DS: It was the beginning of a venture to fuse the pretty and the heavy. With these EPs I wanted to explore the fusion of those two ideas. I wanted to make beautiful songs that were hard hitting.
In the second EP, one idea I consistently went to was the concept of having different sorts of versions within the same song. Frequently throughout that record, tracks switched from a completely organic structure and layers into a very hard electronic version of the same tempo, beat, and feel. For example, “High School Art Class,” the beginning starts as a break and is very organic. Then there is a stab in the middle and it turns into heavy electronic.
With the third one I wanted to keep it simpler in the arrangement sense, as opposed to having a switch between the two stylistic organizations. I switched my digging process, my sampling process, and really approached the record as a whole, as opposed to each individual piece. Each track was made side by side.
SFS: Have you tried anything new recently that you questioned whether people would like? Do you have a process of showing it to a friend and seeing if you think it’s as banging as you think it is?
DS: No, not really. Actually, I never told anyone I’ve done an interview with this, but with this last EP I didn’t let a single person listen to it until the day it came out. I didn’t show a friend. I didn’t even let my assistant, my manager, or anyone on my team hear a second of that record.
“Actually, I never told anyone I’ve done an interview with this, but with this last EP I didn’t let a single person listen to it until the day it came out. I didn’t show a friend. I didn’t even let my assistant, my manager, or anyone on my team hear a second of that record.”
SFS: What’s the reason you didn’t show it to anyone? Are you just that confidant or are you really concerned with peoples’ opinions?
DS: I’m a delicate artist. [laughs] I don’t like people hearing it before it’s what I want it to be. I kind of got obsessed with that.

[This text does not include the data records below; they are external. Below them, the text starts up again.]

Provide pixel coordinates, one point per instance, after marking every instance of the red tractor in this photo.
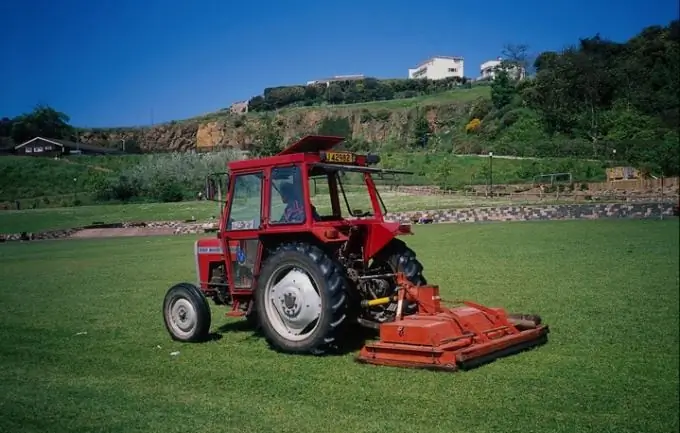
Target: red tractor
(305, 272)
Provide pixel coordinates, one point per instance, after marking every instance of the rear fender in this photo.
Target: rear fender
(380, 234)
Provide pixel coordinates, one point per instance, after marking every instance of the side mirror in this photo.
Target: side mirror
(210, 189)
(312, 187)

SFS: Did something happen to you in the past?
DS: With the first two EPs I worked on it, and people would hear it and I was not happy with their response. They didn’t think it was good. [laugh] Which is probably not true, but I got to the point that I didn’t want anyone to hear it because I put self-imposed deadlines and [knew] it wasn’t precisely what I wanted it to be.
SFS: Can a song that samples a different song sound better than the original track?
DS: Oh fuck yeah. Often there is a four bar intro which is totally ill and I just want sample it so bad. They do some fill, and it switches into some totally cheesy love song. The way I look at it, that little segment deserves to be heard and turned into something that utilizes its potential as a piece of music.
SFS: Alright so that being said, which do you prefer most out of these three: 1) Sonny Stitt’s “Private Number” 2) Rappin’ Forte’s “Player’s Club” or 3) Pretty Lights’ “Finally Moving?”
DS: [Laughs] Then we’re getting into the philosophical definitions of good and bad, and then we’re getting really deep. I just want to say, I didn’t sample Rappin’ Forte. Rapping Forte sampled it (Sonny Stitt’s “Private Number), as did Nightmares on Wax, and to be honest, “Finally Moving” had been producer before that Nightmares on Wax album. I’ve gotten some kids who just don’t get it say, “I heard that Rappin’ Forte track you stole! That’s fucked up man!” Did you fucking listen to it man? The guitars are the same, but whatever!
Pretty Lights performs at the Fox Theater on Wednesday November 24th. Tickets are $27.50. The performance begins at 8pm.